Schools will have a teacher-only day on April 28, with most children who need to attend able to do so from April 29.
"Early learning centres and schools will be physically open for students up to year 10 for the families that need that," he announced.
"But children who can stay home should stay home. At-risk students and staff, including those who are over the age of 70, should also stay home and they will be supported to do so.
"Residential and special schools will not reopen in the early stages of alert level 3 for children to physically attend. They may reopen later during alert level 3 if public health measures can be managed."
Hipkins said the Education Ministry was working on the processes for this, and in the meantime teachers and staff would support these students while they are at home.
He also gave guidelines for how older students - including university students - will be able to study in coming weeks
"Education for students in years 11 to 13 will continue remotely," he said.
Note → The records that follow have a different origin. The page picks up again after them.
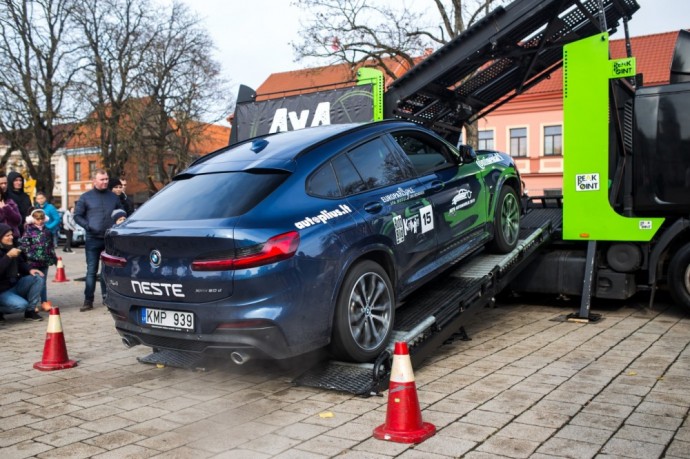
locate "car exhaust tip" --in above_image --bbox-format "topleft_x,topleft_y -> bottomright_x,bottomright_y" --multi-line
230,351 -> 251,365
122,336 -> 139,348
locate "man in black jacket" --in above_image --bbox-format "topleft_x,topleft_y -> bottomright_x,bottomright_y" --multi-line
0,223 -> 45,321
74,169 -> 122,312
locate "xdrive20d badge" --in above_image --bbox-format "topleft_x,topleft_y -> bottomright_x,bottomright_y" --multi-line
102,121 -> 521,362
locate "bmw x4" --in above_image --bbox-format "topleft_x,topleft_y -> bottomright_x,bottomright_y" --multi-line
102,121 -> 521,362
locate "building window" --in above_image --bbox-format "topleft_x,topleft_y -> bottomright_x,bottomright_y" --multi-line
477,130 -> 494,150
510,128 -> 527,157
544,126 -> 563,156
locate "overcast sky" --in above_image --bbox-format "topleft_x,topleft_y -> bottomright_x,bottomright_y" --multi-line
176,0 -> 690,115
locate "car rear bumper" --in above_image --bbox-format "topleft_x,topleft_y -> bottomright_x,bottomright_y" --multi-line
111,311 -> 301,359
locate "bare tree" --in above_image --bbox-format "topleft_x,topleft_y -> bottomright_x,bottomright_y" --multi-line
0,0 -> 79,198
142,1 -> 230,192
292,0 -> 507,145
75,0 -> 155,177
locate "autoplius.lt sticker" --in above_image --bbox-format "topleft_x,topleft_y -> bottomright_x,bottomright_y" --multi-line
381,188 -> 424,204
295,204 -> 352,229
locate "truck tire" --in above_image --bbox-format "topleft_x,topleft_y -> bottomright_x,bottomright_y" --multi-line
489,185 -> 520,253
668,244 -> 690,311
331,260 -> 395,362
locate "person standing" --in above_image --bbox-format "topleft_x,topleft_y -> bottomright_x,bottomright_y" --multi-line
19,209 -> 57,311
36,191 -> 60,247
0,174 -> 24,238
7,172 -> 32,224
62,207 -> 77,253
0,223 -> 45,320
74,169 -> 122,312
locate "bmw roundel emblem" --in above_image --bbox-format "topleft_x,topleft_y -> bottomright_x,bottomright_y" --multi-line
149,250 -> 163,268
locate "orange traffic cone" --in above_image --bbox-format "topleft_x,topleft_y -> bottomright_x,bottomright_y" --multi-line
34,307 -> 77,371
53,257 -> 69,282
374,342 -> 436,443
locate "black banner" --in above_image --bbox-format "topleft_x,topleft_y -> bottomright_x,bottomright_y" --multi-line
235,84 -> 374,141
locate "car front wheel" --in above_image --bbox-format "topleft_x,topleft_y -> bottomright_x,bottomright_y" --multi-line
331,260 -> 395,362
667,244 -> 690,311
491,185 -> 520,253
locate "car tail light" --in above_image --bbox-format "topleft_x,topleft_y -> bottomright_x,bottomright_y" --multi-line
192,231 -> 299,271
101,252 -> 127,268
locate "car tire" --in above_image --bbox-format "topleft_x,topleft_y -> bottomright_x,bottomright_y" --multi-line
330,260 -> 395,362
667,244 -> 690,311
490,185 -> 520,253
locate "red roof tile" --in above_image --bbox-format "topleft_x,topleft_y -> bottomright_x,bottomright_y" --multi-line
526,31 -> 678,94
256,31 -> 678,100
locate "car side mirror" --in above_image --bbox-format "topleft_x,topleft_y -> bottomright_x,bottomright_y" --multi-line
458,145 -> 477,163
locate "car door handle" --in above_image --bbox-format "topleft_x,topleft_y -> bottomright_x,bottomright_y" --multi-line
364,202 -> 383,214
429,180 -> 444,193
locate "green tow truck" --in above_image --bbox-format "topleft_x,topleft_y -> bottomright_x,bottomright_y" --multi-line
231,0 -> 690,394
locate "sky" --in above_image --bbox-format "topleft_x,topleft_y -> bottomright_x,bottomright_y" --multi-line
177,0 -> 690,120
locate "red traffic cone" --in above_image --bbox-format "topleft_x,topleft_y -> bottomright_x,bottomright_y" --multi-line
374,342 -> 436,443
53,257 -> 69,282
34,307 -> 77,371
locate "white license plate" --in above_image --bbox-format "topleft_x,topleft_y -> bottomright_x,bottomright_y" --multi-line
141,308 -> 194,331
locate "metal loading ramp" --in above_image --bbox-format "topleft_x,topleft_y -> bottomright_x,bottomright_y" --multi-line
293,209 -> 562,396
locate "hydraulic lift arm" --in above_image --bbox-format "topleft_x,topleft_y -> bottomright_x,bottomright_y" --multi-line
384,0 -> 639,143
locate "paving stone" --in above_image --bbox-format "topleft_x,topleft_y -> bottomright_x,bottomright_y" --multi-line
415,434 -> 477,457
83,430 -> 144,450
496,422 -> 556,442
477,435 -> 539,458
2,441 -> 54,459
93,445 -> 159,459
295,435 -> 359,456
516,409 -> 570,429
615,424 -> 672,446
33,442 -> 105,459
555,425 -> 613,446
666,440 -> 690,458
460,410 -> 514,428
0,426 -> 43,448
442,421 -> 498,443
536,437 -> 600,459
570,413 -> 625,431
601,437 -> 664,458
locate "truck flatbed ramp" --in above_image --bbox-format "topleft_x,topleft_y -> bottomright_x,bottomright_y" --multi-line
293,209 -> 562,396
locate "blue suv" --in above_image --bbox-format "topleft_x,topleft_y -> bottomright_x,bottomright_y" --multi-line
102,121 -> 521,362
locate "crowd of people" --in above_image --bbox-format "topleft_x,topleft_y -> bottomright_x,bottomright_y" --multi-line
0,169 -> 134,325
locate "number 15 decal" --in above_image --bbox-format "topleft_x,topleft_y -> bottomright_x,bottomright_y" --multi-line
419,204 -> 434,233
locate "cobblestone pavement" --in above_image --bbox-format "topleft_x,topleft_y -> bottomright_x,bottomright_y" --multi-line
0,249 -> 690,459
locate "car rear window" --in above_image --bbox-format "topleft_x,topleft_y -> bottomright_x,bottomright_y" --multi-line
135,170 -> 289,220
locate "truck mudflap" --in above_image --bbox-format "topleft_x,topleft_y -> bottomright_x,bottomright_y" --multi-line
292,209 -> 562,396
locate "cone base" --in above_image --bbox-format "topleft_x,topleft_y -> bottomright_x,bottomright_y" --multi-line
374,422 -> 436,443
34,360 -> 77,371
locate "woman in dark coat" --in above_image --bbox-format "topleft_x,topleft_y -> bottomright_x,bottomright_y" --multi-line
7,172 -> 32,223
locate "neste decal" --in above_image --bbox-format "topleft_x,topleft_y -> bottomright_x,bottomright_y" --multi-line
477,153 -> 503,169
449,188 -> 477,215
295,204 -> 352,229
132,280 -> 184,298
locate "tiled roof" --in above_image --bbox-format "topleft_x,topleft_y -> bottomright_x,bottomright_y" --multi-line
526,31 -> 678,94
256,59 -> 409,100
256,31 -> 678,100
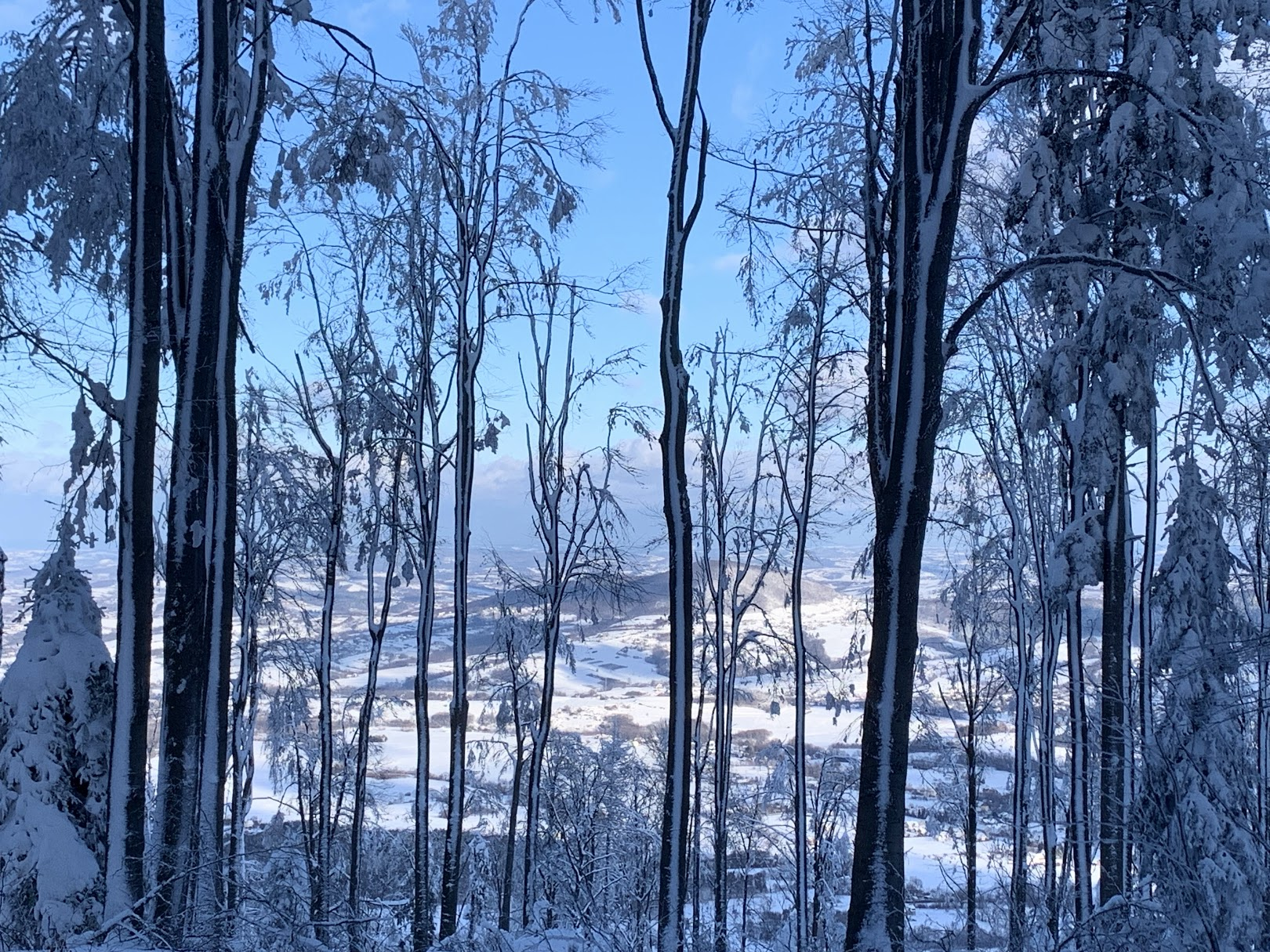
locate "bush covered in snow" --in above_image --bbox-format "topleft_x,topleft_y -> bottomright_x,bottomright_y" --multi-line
0,542 -> 112,948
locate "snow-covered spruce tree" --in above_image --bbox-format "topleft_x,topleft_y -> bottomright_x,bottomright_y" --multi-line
0,536 -> 113,948
1141,459 -> 1265,952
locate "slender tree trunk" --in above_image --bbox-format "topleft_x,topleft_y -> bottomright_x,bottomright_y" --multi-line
309,441 -> 348,943
637,0 -> 711,952
106,0 -> 169,921
498,721 -> 528,932
790,523 -> 815,952
965,700 -> 979,952
1138,406 -> 1159,750
348,629 -> 381,952
1098,418 -> 1131,907
440,306 -> 484,939
226,611 -> 259,927
846,0 -> 981,952
410,571 -> 437,952
0,548 -> 9,650
521,610 -> 560,928
155,0 -> 234,940
1008,551 -> 1032,952
155,0 -> 273,944
1067,592 -> 1094,950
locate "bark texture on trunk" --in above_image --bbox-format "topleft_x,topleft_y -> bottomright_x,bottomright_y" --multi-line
105,0 -> 169,921
846,0 -> 981,952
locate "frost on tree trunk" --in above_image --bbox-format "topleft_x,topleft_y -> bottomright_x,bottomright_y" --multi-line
0,537 -> 112,948
155,0 -> 272,939
846,0 -> 979,952
105,0 -> 168,919
635,0 -> 711,952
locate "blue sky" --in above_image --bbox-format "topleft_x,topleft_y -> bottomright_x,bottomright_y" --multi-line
0,0 -> 803,549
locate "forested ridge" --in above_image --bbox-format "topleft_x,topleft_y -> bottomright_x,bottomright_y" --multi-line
0,0 -> 1270,952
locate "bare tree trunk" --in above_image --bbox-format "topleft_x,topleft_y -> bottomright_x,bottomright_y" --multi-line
106,0 -> 169,921
226,606 -> 260,923
498,715 -> 528,932
846,0 -> 982,952
1067,592 -> 1094,950
637,0 -> 711,952
440,283 -> 485,939
155,0 -> 273,942
965,695 -> 979,952
1098,418 -> 1131,907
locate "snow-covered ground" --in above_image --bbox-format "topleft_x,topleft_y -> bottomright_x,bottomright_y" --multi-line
0,549 -> 1011,949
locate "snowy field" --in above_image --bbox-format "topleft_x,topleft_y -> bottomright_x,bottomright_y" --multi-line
2,551 -> 1039,937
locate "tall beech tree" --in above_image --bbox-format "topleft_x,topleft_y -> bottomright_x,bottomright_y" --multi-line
635,0 -> 713,952
104,0 -> 172,921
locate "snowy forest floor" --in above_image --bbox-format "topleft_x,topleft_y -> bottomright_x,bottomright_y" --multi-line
0,551 -> 1046,952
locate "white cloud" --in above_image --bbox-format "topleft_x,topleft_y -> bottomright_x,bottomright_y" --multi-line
0,0 -> 41,33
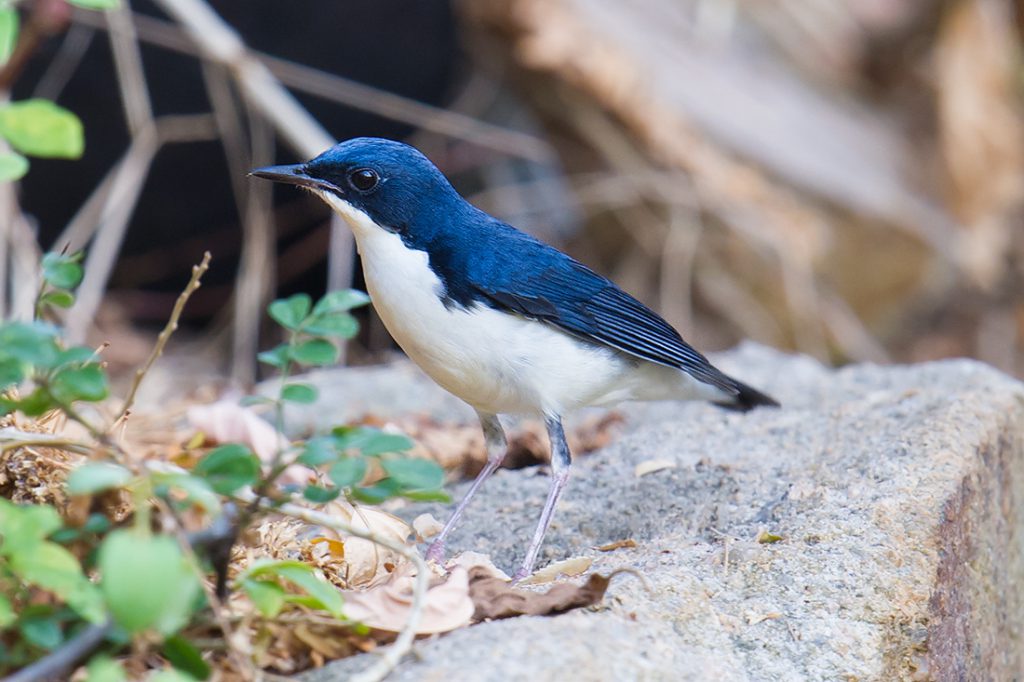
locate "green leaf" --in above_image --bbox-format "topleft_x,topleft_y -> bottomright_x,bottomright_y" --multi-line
328,457 -> 367,487
331,426 -> 413,457
0,357 -> 25,389
313,289 -> 370,315
239,560 -> 343,617
302,484 -> 341,505
193,443 -> 260,495
0,7 -> 18,67
0,499 -> 60,557
276,562 -> 344,617
97,529 -> 199,634
18,614 -> 63,651
241,578 -> 286,619
380,458 -> 444,491
163,635 -> 210,680
266,294 -> 312,332
50,365 -> 108,403
0,323 -> 60,369
68,462 -> 131,495
10,542 -> 103,623
302,312 -> 359,339
0,594 -> 17,628
40,289 -> 75,308
295,436 -> 338,468
9,386 -> 56,417
352,478 -> 401,505
43,251 -> 83,289
68,0 -> 121,9
85,653 -> 128,682
289,339 -> 338,367
0,99 -> 85,159
281,384 -> 317,404
256,343 -> 291,370
0,152 -> 29,182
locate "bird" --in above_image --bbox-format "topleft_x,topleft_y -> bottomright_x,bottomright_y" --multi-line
250,137 -> 778,582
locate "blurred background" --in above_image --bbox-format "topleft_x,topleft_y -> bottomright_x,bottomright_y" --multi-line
0,0 -> 1024,385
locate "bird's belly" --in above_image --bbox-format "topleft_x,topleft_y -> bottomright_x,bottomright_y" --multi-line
359,230 -> 633,415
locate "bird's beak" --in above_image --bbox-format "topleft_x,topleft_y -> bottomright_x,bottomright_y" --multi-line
249,164 -> 338,191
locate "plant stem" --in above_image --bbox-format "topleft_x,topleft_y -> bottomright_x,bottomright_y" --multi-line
114,251 -> 210,424
236,493 -> 430,682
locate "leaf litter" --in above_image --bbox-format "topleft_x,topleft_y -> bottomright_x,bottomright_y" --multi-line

"For tertiary education, moving to alert level 3 means remote learning will continue but where that is not possible some facilities may reopen with strict physical distancing rules in place.
"Students in hostels, halls of residence or self-contained flats can stay there, again with strict rules. But if students went home to join their family bubble they must stay home. They can not return to student accommodation whilst we are at alert level 3."
Late last week the early childhood education (ECE) sector pleaded with the Government not to reopen ECE centres during alert level 3.
"Our members do not want to open ECE centres under level 3," CEO Peter Reynolds wrote in an open letter.
"Our primary concern is the threat of carrier risk, along with the myriad of issues we're still working through with the Ministry of Education. We need time to get it right, only under level 2 is it safe to re-open."
But Hipkins said the approach to reopening was based on "the latest public health advice" and there was little chance of the virus "coming through the door".
"I know physical distancing will be very difficult with children and young people, particularly the youngest children in early childhood education," he said.
"We're putting in place measures to keep children and teachers safe. At alert level 3 the approach in an ECE or preschool environment is designed to limit the number of people that children have contact with. All of the evidence does point to children having a lower risk of getting infected and being affected by COVID-19."
Hipkins said the parents can trust this will keep them, their children and teachers safe.